For openai_native_realtime, saving the reset form preserves the preset's classifier_gate voice admission mode on the bridge reply path so the OpenAI classifier binding stays attached to openai/gpt-5-mini.
The dashboard form round-trips raw worker configs and voice session concurrency instead of collapsing them into max-only aggregates. Saving the form preserves per-worker code-agent limits unless the user actually edits a shared field.
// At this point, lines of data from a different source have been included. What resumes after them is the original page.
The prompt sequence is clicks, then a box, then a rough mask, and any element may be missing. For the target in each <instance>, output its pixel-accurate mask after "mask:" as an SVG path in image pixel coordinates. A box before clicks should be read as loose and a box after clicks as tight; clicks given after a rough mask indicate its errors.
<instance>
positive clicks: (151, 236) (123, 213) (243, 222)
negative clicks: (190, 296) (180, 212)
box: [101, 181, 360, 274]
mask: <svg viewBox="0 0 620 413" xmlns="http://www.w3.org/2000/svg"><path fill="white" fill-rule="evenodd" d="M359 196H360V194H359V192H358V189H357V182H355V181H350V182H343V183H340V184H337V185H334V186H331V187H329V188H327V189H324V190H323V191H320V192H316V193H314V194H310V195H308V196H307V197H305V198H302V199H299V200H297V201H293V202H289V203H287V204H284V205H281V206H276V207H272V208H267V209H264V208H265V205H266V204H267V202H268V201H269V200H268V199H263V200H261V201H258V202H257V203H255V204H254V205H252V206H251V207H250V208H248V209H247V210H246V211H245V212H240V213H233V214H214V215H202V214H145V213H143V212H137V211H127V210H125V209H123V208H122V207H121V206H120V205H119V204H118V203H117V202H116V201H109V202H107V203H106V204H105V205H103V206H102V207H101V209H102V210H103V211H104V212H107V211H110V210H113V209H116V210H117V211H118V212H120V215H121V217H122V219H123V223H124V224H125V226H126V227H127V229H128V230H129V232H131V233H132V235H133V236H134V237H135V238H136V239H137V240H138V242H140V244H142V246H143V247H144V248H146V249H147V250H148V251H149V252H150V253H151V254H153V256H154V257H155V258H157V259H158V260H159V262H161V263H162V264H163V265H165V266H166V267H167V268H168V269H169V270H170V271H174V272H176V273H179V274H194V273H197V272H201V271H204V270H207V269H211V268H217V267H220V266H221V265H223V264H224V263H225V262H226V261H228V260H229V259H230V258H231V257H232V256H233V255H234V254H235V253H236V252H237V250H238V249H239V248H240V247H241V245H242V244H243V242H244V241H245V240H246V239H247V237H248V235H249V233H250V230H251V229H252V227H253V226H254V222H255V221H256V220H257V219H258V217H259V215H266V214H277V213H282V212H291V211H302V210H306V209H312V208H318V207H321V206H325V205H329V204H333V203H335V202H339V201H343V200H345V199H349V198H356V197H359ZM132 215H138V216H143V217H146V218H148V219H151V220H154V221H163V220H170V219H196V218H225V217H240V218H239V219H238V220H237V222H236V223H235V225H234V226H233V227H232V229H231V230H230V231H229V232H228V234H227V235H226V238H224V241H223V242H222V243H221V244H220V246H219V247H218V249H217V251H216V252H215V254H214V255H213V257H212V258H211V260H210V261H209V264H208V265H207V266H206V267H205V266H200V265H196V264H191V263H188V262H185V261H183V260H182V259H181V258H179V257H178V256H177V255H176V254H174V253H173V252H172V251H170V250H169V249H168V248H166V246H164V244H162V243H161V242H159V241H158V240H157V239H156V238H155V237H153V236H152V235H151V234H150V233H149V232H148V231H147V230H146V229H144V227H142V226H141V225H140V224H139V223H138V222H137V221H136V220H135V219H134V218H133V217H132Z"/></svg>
The Voice section's classifier provider/model controls persist without requiring Advanced Overrides. When the classifier is active, the dashboard saves the selected provider/model directly, including cases where the selection matches the preset fallback. Choosing the preset-default classifier model does not silently preserve an older override.
Advanced Overrides
When advancedOverridesEnabled is true, additional sections appear: Advanced Stack (LLM), Research Runtime, Browser Runtime, Dev Team, Sessions. These sections are mounted only when advanced overrides are enabled, and their numeric bounds are shared with backend normalization through settingsConstraints.ts.
Canonical persistence, envelope, and save/version semantics live in ../reference/settings.md. In preset terms, the only special rule is that presets seed defaults into effective resolution; they are not stored as a second parallel config object.